= Wakeman Sound =

Sound in British Columbia

Wakeman Sound is a sound on the South Coast of British Columbia, Canada, located in the area north of the Broughton Archipelago, which lies on the north side of Queen Charlotte Strait, on the northeast side of Broughton Island. It is a sidewater opening of and opening north off Kingcome Inlet.

It is the traditional home of the Haxwa'mis, who are a part of the Kwakwakaʼwakw. The Haxwa'mis people amalgamated with the Kwikwasut'inuxw and are known as the Ḵwiḵwa̱sut'inux̱w Ha̱xwa'mis First Nation.

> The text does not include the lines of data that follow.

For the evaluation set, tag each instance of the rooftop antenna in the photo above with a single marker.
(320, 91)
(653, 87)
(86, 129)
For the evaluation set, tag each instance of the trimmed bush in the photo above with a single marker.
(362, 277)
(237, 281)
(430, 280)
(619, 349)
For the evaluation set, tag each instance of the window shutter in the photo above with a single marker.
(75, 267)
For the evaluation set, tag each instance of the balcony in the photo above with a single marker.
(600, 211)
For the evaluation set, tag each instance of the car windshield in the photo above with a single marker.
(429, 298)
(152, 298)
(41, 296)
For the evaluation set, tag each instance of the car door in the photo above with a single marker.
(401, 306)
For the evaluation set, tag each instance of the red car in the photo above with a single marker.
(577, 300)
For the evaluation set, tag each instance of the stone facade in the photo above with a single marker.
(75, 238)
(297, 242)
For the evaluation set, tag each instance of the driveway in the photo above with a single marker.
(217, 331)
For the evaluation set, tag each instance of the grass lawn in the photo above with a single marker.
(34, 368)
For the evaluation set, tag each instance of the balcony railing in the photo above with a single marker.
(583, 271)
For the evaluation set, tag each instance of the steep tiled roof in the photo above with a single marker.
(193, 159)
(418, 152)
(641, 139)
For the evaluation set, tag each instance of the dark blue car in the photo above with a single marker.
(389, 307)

==Indian reserves and villages==
Alalco Indian Reserve No. 8 is at the mouth of the Wakeman River into Wakeman Sound, on its west shore, which is on the site of Okwialis, a former village of the Haxwa'mis, also spelled huxwiay'lis and Atlalko. To the south, on the shore of Wakeman Sound, is Dug-da-myse Indian Reserve No. 12,, and to the south of that is another Indian reserve, Kyidagwis Indian Reserve No. 2.

==Surrounding terrain==
Mount Benedict is located on the east side of the sound while Perpendicular Mountain is located immediately northwest of the head of the sound. Mount Beckford is located on the west side of the sound near its opening. Southeast of it is Elizabeth Cone. In between those two is Mount Pasmore. On the other side of the sound, above its entrance, is Mount Plowden. North of it on the east side of the sound is Mount Walter.